High court and low politics: Part III

While there is a tendency to label judges “liberal” or “conservative” — and the labels may fit, even if somewhat loosely — the real puzzle are judges who start out one way and move the other way over time.

In the population at large, and even among the intelligentsia, the usual movement over the years has been from left to right. The phrase “radical at 20 and conservative at 40” has been true enough, often enough, to become a cliche.

Most of the leading conservative intellectuals were at least liberal, and often radical, in their youth. That includes Milton Friedman, Friedrich Hayek and the whole neoconservative movement. In politics, the leading conservative figure of the 20th century — Ronald Reagan — was a liberal in his early years.

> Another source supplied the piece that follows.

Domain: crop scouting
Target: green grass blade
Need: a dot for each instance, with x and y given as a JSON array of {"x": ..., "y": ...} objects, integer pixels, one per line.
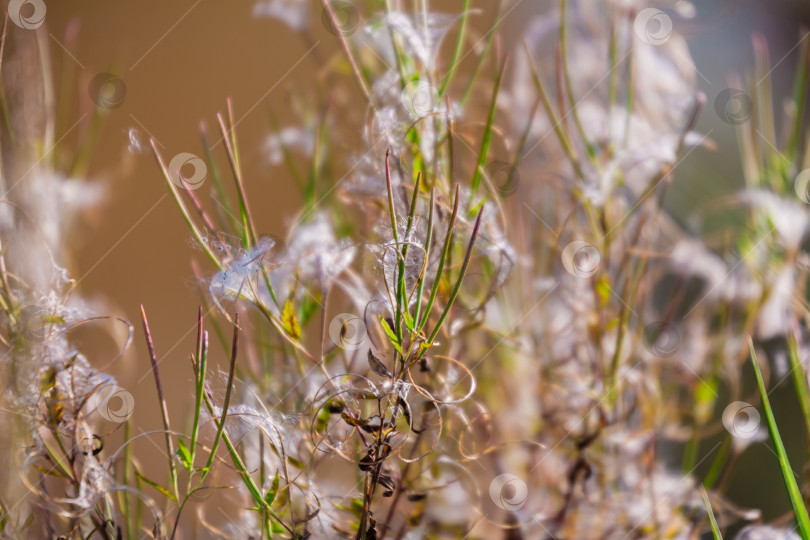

On the United States Supreme Court, however, the movement has been in the opposite direction.

In an outstanding recently published book titled “Supreme Conflict,” author Jan Crawford Greenburg traces systematically the leftward movement of Supreme Court justices who were initially part of the conservative wing of that court.

The late Justice Harry Blackmun began his career on the high court by voting with his fellow Minnesotan, conservative Chief Justice Warren Burger, so consistently that the media called them the “Minnesota Twins.”

Over the years, however, Blackmun moved steadily leftward and established as his judicial legacy the decision in Roe v. Wade that created a “constitutional right” to abortion out of thin air.

Justice Anthony Kennedy likewise began his tenure on the Supreme Court by voting “with Scalia and Rehnquist more than with any other justice,” as noted in “Supreme Conflict.” The liberal media savaged him as an enemy of civil rights.

Years ago, a judge who had served with Anthony Kennedy, when both were judges in California, warned at a social gathering that Justice Kennedy “is not a strong person.”

Others warned against Justice Kennedy in Washington, as detailed in “Supreme Conflict,” but the Reagan administration went ahead and nominated him anyway. Justice Kennedy’s record on the Supreme Court fully justified all these misgivings.

In the face of withering criticism, Justice Kennedy began moving to the left — not as far left as Blackmun but far enough for some of his later decisions to contradict some of his earlier decisions. He was now lauded in the media as a “centrist,” like Sandra Day O’Connor.

Former Justice O’Connor also began her career voting with the high court’s most conservative member at that time — William Rehnquist — more than four-fifths of the time. But she too moved leftward over the years, often providing the fifth vote needed by the court’s liberal justices to prevail. She too was now lauded in the media.

Although Supreme Court justices have lifetime tenure, precisely to give them independence, nothing can give anyone the backbone and character to stand up to criticism or to resist the blandishments of flattery and lionizing.

All the pressures are to move to the left, in accordance with the views of the liberal media and the liberal professors who dominate the law schools.

Judges who stick to the Constitution as it was written and resist pressures to enact the agenda of the left from the bench will be depicted as narrow, dull, perhaps even stupid or morally lacking. But those who drift with the leftward tide can count on being portrayed as compassionate, brilliant or even profound.